Bien que le tribunal n'ait pas suivi la procureure de la République, qui requérait 18 mois de prison avec sursis et exécution provisoire, l'officiel gardois a également été contraint à effectuer un stage de sensibilisation à la prévention des violences intrafamiliales.
La défense déplore une décision injuste
Représenté par M? Bruno Rebstock, l'arbitre a nié l'intégralité des accusations tout au long de l'audience, plaidant la relaxe et dénonçant une situation d'injustice. La défense conserve la possibilité de interjeter appel du jugement dans un délai de dix jours.
Afin de ne pas paralyser son avenir professionnel au sein de la fonction publique ou d'organismes délégués, la juridiction a accepté une dispense d'inscription de cette condamnation au bulletin n°2 du casier judiciaire.
Quel avenir sur les pelouses de Ligue 1 ?

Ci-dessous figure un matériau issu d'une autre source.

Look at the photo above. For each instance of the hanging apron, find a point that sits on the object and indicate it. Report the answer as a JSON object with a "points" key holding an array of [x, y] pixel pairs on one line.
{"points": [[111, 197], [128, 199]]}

Si la décision d'inscrire ou non la condamnation au B2 relevait de la sphère judiciaire, l'avenir sportif du Gardois se trouve désormais entre les mains de la Fédération française de football (FFF). Convoqué en amont de son procès dans le cadre d'une procédure de mise à pied à titre conservatoire, Kherradji risque de se voir retirer son écusson fédéral et d'être écarté de manière définitive des compétitions nationales.